In this case, the configuration space <math>Q=\mathbb{R}^{3}\times\mathrm{SO}(3)</math> is six-dimensional, and a point <math>q\in Q</math> is just a point in that space. The "location" of <math>q</math> in that configuration space is described using [[generalized coordinates]]; thus, three of the coordinates might describe the location of the center of mass of the rigid body, while three more might be the [[Euler angle]]s describing its orientation. There is no canonical choice of coordinates; one could also choose some tip or endpoint of the rigid body, instead of its center of mass; one might choose to use [[quaternion]]s instead of Euler angles, and so on. However, the parameterization does not change the mechanical characteristics of the system; all of the different parameterizations ultimately describe the same (six-dimensional) manifold, the same set of possible positions and orientations. 

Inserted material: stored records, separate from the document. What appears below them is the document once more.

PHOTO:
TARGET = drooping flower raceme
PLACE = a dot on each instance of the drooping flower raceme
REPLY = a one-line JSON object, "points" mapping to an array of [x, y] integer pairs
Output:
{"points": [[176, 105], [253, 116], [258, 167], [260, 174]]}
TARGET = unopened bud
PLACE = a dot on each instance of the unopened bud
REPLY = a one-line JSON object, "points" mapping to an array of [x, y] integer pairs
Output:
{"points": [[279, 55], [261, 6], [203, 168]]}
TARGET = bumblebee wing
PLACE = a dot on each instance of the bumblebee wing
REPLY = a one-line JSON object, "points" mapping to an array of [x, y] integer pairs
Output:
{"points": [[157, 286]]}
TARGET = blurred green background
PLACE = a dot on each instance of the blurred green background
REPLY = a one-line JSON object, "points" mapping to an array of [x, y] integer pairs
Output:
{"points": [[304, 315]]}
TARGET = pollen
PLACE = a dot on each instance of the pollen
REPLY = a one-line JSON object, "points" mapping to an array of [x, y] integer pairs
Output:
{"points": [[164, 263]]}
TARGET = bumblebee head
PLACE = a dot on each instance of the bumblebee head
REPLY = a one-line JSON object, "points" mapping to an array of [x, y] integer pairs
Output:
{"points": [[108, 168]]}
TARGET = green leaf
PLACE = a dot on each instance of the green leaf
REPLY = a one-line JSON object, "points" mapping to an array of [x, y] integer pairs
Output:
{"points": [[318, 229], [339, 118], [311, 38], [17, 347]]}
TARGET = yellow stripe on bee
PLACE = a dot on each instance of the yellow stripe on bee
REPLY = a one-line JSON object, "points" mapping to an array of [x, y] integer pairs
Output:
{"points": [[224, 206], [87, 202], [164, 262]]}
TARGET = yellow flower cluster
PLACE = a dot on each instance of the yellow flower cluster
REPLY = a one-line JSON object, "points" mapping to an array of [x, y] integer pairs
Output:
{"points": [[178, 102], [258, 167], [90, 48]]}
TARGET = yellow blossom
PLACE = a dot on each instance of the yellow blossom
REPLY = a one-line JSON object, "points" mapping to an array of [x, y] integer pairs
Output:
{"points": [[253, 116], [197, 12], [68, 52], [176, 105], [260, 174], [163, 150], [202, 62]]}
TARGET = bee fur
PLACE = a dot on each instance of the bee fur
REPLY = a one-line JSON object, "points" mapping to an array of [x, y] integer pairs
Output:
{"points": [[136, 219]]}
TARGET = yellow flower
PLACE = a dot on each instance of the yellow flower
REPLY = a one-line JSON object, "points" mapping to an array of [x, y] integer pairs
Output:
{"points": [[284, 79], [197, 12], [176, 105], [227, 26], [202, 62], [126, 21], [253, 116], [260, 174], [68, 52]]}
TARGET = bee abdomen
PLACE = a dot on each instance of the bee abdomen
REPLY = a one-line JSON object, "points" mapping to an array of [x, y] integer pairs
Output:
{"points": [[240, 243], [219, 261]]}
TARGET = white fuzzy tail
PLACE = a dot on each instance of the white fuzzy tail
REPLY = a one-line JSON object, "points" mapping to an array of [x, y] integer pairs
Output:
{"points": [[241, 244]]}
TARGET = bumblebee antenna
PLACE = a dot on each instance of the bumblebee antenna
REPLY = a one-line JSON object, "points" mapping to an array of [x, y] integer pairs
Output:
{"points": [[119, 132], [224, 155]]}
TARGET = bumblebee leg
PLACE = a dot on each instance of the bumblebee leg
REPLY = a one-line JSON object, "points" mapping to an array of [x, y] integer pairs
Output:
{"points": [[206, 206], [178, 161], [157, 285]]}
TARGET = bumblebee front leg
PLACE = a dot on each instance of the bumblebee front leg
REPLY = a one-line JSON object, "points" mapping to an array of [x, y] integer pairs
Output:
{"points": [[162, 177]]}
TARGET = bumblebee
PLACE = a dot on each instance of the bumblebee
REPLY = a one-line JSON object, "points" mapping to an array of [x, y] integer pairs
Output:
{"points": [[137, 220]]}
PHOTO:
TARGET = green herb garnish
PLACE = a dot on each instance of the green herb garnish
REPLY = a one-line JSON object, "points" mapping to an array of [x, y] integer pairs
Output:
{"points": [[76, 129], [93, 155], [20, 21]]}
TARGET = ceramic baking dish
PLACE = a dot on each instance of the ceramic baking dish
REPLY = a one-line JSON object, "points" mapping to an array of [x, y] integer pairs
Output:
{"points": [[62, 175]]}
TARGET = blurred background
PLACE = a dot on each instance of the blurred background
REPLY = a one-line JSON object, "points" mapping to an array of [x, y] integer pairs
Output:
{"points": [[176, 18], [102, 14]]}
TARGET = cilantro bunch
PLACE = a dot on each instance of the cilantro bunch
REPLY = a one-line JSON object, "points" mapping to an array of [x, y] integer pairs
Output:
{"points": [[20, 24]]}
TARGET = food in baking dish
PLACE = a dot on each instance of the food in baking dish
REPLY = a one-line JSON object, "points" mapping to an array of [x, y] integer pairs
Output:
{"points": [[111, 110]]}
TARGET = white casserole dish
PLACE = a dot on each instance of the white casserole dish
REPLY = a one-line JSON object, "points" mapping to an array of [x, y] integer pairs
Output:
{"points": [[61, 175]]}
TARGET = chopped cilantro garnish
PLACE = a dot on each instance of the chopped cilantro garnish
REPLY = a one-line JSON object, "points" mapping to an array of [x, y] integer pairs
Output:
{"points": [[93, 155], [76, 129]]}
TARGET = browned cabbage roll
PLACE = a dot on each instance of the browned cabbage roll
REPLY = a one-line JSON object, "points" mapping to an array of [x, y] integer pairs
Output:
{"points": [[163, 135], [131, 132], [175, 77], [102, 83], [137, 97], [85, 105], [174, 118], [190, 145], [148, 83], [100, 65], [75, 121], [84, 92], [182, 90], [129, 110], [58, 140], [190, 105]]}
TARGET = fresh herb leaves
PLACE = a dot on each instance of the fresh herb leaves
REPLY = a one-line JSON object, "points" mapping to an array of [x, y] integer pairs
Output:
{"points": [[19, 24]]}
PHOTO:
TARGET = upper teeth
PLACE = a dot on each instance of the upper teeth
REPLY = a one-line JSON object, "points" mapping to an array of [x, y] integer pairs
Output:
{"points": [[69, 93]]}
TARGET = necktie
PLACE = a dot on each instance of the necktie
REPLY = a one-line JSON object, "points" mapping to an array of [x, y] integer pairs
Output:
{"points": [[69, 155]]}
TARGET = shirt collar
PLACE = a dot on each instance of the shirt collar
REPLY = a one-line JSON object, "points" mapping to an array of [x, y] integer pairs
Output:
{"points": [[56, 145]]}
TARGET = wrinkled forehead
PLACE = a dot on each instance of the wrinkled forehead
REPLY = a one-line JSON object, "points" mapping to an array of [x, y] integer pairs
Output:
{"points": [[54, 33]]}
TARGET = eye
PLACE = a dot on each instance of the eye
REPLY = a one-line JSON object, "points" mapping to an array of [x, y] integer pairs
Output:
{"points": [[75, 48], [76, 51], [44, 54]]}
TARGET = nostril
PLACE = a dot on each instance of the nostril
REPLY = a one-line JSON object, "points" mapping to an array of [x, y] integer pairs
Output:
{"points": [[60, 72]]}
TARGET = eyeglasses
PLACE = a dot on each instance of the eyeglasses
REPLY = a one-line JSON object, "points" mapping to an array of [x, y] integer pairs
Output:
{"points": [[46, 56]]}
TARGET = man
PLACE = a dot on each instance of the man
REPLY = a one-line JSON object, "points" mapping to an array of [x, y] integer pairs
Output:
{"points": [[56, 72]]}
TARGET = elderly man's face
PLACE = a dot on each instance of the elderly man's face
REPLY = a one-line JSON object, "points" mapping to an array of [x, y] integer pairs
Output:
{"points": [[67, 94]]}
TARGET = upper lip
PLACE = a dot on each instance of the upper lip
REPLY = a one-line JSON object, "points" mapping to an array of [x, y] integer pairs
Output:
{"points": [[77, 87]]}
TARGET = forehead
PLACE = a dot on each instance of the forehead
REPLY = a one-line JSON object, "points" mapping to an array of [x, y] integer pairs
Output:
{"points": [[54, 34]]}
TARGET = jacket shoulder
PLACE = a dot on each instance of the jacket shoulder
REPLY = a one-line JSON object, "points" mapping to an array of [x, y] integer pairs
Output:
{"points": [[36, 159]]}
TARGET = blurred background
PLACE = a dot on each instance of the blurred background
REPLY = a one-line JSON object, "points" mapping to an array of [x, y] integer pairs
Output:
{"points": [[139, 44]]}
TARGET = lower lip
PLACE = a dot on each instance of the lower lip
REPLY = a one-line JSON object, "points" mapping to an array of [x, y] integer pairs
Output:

Some parameterizations are easier to work with than others, and many important statements can be made by working in a coordinate-free fashion.  Examples of coordinate-free statements are that the [[tangent space]] <math>TQ</math> corresponds to the velocities of the points <math>q\in Q</math>, while the [[cotangent space]] <math>T^*Q</math> corresponds to momenta. (Velocities and momenta can be connected; for the most general, abstract case, this is done with the rather abstract notion of the [[tautological one-form]].)

===Robotic arm===
{{See also|Configuration space (mathematics)#Configuration spaces of mechanical linkages}}

For a robotic arm consisting of numerous rigid linkages, the configuration space consists of the location of each linkage (taken to be a rigid body, as in the section above), subject to the constraints of how the linkages are attached to each other, and their allowed range of motion. Thus, for <math>n</math> linkages, one might consider the total space
<math display="block">\left[\mathbb{R}^3\times \mathrm{SO}(3)\right]^n</math>
except that all of the various attachments and constraints mean that not every point in this space is reachable.  Thus, the configuration space <math>Q</math> is necessarily a subspace of the <math>n</math>-rigid-body configuration space. 

Note, however, that in robotics, the term ''configuration space'' can also refer to a further-reduced subset: the set of reachable positions by a robot's [[end-effector]].<ref>John J. Craig, ''Introduction to Robotics: Mechanics and Control'', 3rd Ed. Prentice-Hall, 2004</ref> This definition, however, leads to complexities described by the [[holonomy]]: that is, there may be several different ways of arranging a robot arm to obtain a particular end-effector location, and it is even possible to have the robot arm move while keeping the end effector stationary. Thus, a complete description of the arm, suitable for use in kinematics, requires the specification of ''all'' of the joint positions and angles, and not just some of them.

The joint parameters of the robot are used as generalized coordinates to define configurations.  The set of joint parameter values is called the ''joint space''.  A robot's [[forward kinematics|forward]] and [[inverse kinematics]] equations define [[Map (mathematics)|maps]] between configurations and end-effector positions, or between joint space and configuration space.  Robot [[motion planning]] uses this mapping to find a path in joint space that provides an achievable route in the configuration space of the end-effector.